I'm studying for my final exams and the subject of proof will basically test hypotheses, I will try to summarize here my doubts.
For found the UMP test the ways are
1) Use Neyman–Pearson lemma where the test is of the type $$H_0:\theta=\theta_0\space vs \space H_1:\theta=\theta_1$$ and the pdf is $f(x|\theta)$ with critical region $R$ is $x\in R$ if $\frac{f(x|\theta_1)}{f(x|\theta_0)}>k$ and $x\in R^c$ if $\frac{f(x|\theta_1)}{f(x|\theta_0)}<k$ for any $k\geq 0$ and $\alpha=P_{\theta_0}(X\in R)$
2)If $T$ is a sufficient statistic and the family of pdf's of $T$ have monotone likelihood-ratio then you can apply Karlin-Rubin theorem for test the hypotheses $$H_0:\theta\leq \theta_0\space vs\space > H_1:\theta>\theta_0$$ where the test is reject $H_0\Leftrightarrow > T>t_0$ and $\alpha=P_{\theta_0}(T>t_0)$
I know that Neyman-Pearson lemma can only be applied to simple hypothesis, but there is a "trick" to apply Neyman-Pearson lemma, where you can change the simple hyphotesis $$H_0:\theta=\theta_0\space vs\space H_1:\theta=\theta_1$$ to $$H_0':\theta=\theta_0\space vs \space H_1':\theta=\theta_1, \space\theta_1>\theta_0$$ $$H_0':\theta=\theta_0\space vs \space H_1':\theta=\theta_1, \space\theta_1<\theta_0$$ $$H_0':\theta=\theta_0\space vs \space H_1':\theta=\theta_1, \space\theta_1\neq\theta_0$$
Let's take an example for me to try to clarify what I mean by trick.
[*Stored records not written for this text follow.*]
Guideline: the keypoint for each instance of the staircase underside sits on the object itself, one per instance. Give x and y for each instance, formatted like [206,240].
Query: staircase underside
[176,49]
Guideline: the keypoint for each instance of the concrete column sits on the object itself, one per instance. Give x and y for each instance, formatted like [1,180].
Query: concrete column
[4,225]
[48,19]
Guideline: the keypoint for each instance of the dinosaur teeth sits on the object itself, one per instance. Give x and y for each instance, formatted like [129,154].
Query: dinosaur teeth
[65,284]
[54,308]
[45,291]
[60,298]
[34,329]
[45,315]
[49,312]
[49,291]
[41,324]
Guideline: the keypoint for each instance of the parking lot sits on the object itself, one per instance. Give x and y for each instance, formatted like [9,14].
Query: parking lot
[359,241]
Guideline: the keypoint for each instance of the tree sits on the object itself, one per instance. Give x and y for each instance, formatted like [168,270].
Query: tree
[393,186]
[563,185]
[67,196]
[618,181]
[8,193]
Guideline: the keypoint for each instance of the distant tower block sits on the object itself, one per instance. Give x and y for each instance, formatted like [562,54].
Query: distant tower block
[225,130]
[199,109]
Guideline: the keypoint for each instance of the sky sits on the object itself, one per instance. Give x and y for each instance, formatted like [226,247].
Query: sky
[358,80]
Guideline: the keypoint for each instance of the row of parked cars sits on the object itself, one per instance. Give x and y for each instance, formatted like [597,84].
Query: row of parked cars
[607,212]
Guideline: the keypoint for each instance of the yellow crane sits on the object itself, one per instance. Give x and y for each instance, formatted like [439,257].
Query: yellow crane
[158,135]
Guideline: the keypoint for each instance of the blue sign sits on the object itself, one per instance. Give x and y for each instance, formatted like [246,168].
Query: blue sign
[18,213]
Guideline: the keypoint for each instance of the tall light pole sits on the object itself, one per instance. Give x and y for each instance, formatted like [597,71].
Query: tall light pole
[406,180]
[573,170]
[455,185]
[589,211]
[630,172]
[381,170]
Suppose I want a UMP test $$H_0:\theta=5\space vs\space H_1:\theta>5$$ I can not apply directly the Neyman-Pearson lemma in this case, then I did $$H_0:\theta=5\space vs\space H_1:\theta=\theta_1\space,\space \theta_1>5$$
these changes implies something in the critical region? In the size of test?
I can do this kind of manipulation in the null hypothesis?
Is there any other way to find a UMP test?
Could someone explain me especially how to get a UMP test for a density that does not belong to the exponential family?